The Catholic Church has all the time been conducting numerous services worldwide through its various charity organizations that disseminate a message of love, peace, and harmony. Yet, among the most outstanding pinnacles of services is the alleviation of the suffering of people by introducing measures designed to raise the standard of education or rather create atmospheres conducive to uplifting education in countries where the educational institutions collapse or become incapacitated due to certain innate conditions.

Education has always been a bulwark against poverty, backwardness, and disease among other things. An educated nation is productive, successful, self-reliant and self-sufficient.

With reports indicating that schools in the Gaza Strip have been rendered inexistent due to the prevailing fierce fighting that has been engulfing the strip since October 7, 2023, the Catholic Church in the strip has made all necessary steps designed to restore education to the news generations, at a possible minimum level, in order to help eliminate the gap of illiteracy or rather help create a generation armed with knowledge and able to face the various vicissitudes of life.

Press reports indicate that about 150 children and teenagers aged 4 to 17, who took shelter in the Latin Parish of the Holy Family in Gaza City, took up their books and notebooks again in June 2024 for the first time since the start of the war last October, with thanks extended to the efforts spearheaded by parish priest Fr. Gabriel Romanelli.

The Saint Joseph project launched

Having returned to Gaza in mid-May 2024–after being stuck in Jerusalem for the first seven months of the conflict in Gaza–Fr. Romanelli wasted no time, whereby within a few weeks he launched the St. Joseph Project to help children reconnect with their studies after missing an entire year of school due to the ongoing conflict.

“I had been thinking about it since the war broke out, and when I returned, I saw that there was a great need for it. It is good for children and teenagers to use their time well. Leaving them without study, without structure, leaves them at the mercy of what happens around them,” he said.

Actually, what has been launched is not a typical school, with no formal curricula to follow. The idea is rather to help the young people channel their physical and mental energy into something constructive and to be ready for when school resumes.

“Because this war will end one day, and we will be ready to start again,” Fr. Romanelli said with conviction. “Engaging in studies helps to avoid thinking and talking only about the war, not to focus solely on the conflict. It is a small seed of hope,” he said.

“The project,” Fr. Romanelli explained, “is dedicated to St. Joseph because it is thanks to him that the Holy Family found salvation in Egypt, passing through here, and later returned to Nazareth. We ask him to protect our children and help them grow.”

The chapel, the kitchen, the living room, and the balcony of the Sisters of the Incarnate Word’s house have all become “classrooms.” They were open-sided, but we closed them to help the children avoid distractions, as there are always people around,” Romanelli said.

While it may seem peculiar to talk about education and studying when missiles and bombs continue to rain down around, Romanelli argued that there is nothing more right to do.

On the other hand, Fr. Romanelli said, “Education is nourishment for the soul; it is essential first and foremost, from a spiritual perspective. If life is not lived in union with God, without the life of grace, people are like walking dead. Without this, humans will never find inner peace. But alongside this, it is important to nourish the intellectual aspect, the thought.”

Romanelli continued: “After eight months without lessons, without reading, what can we talk about? If one does not care for the formative, intellectual aspect, if one does not nourish oneself with good, interesting things that speak of the future, if one does not read and study, the soul withers, and thus life withers.”

Actually, this project offers young people the opportunity to nourish their souls, both intellectually and spiritually as well as to keep them engaged in constructive activities.

What is the impact of “scholasticide” and “educide” on news generations?
“Educide” and “scholasticide” are two words that have been coined to indicate the systematic destruction of an education system and its institutions. This phenomenon has become a reality in Gaza in the wake of the eruption of the war in Gaza on October 7, 2023. Karma Nabulsi, an Oxford University scholar, first coined the term “scholasticide” to describe the willful demolition of educational infrastructure.
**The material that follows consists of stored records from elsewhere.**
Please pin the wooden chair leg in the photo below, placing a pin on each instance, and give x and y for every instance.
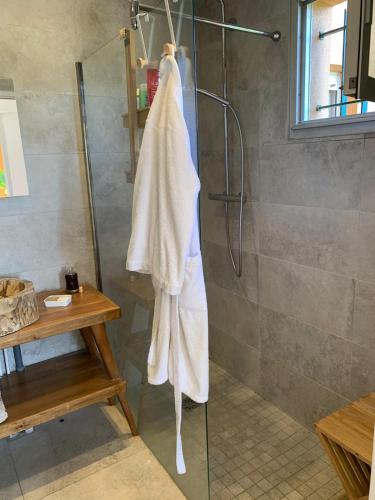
(104, 347)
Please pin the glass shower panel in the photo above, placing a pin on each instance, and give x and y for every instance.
(104, 76)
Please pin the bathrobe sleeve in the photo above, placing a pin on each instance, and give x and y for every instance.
(166, 189)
This term was popularized earlier.

The eruption of the war in Gaza has led to incapacitating the education sector which shoves the new generations into a bleak tunnel that has no end. The destruction of educational institutions raises the question about the prospects of restoring the status quo ante of the educational system. Even when war ends, an expeditious rebuilding of educational institutions is of utmost importance so as to breathe life into the future of the news generations.

At any rate, the Catholic Church’s resuscitation of the educational system in Gaza is a step in the right direction which will hopefully be followed by gargantuan measures leading to placing this sector into a right track.